Go Green to Save Green: Editor’s Note
The following post is a kick-off to a series of posts written to help you make greener changes to wherever you live on campus. I know that serving as a steward to your environment alone does not drive all of us to change our actions. However, one thing that does is that greenish, crinkly, paper/linen stuff: money. All of these tips can lessen your environmental footprint while also leaving money in your bank account.
Used is IN
Savers, Salvation Army, UConn Buy or Sell: all of these shopping arenas are second-hand stores where you can find clothing, couches, chairs, tables, glasses, cookware, and even old Backstreet Boys CD’s.
I have never received more compliments on a piece of furniture than my red cushioned papasan that I bought from the Salvation Army. Many might ask, what is a papasan? Well, it is a stylish chair made famous by Pier 1 Imports Furniture that goes for $149.95 ($79.95 for the frame $70 for the cushion). I bought it from a thrift store in a used, like-new condition for $15. Not only did I save over $130, but by buying something in its second, third, maybe fourth cycle from a local enterprise, I prevented a new papasan from being made in the long-run (saving the environmental impacts of manufacturing and transportation) and my $15 dollars went to a social cause rather than straight into Pier 1’s income accounts.

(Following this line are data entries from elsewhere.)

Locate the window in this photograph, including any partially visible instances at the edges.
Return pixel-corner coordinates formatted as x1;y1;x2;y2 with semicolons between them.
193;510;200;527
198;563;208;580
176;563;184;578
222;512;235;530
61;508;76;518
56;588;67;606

Second hand stores are a beautiful opportunity to find cheap deals and to make a statement with your purchase. Consumerism is a rampant idealism of our society, but buying brand new doesn’t benefit your budget or the environment. So what does purchasing second-hand do? It gives you more power for your dollar. Instead of feeding a wasteful lifestyle, your money instead goes to the local economy, your pocket, and supports a larger shift towards a more sustainable society that uses existing resources to fulfill current needs. Also, by shopping at more charitable organizations you are investing your dollar in helping others. The Salvation Army who take 82 cents of every dollar to providing to food distribution, disaster relief, and other beneficial community programs.
Editor’s note: Yes, buying used items can be deemed “unsanitary”, “mysterious”, even “dangerous,” so play it smart and enjoy the hunt. Look for the items that look the cleanest and a few thorough washes are never a bad idea!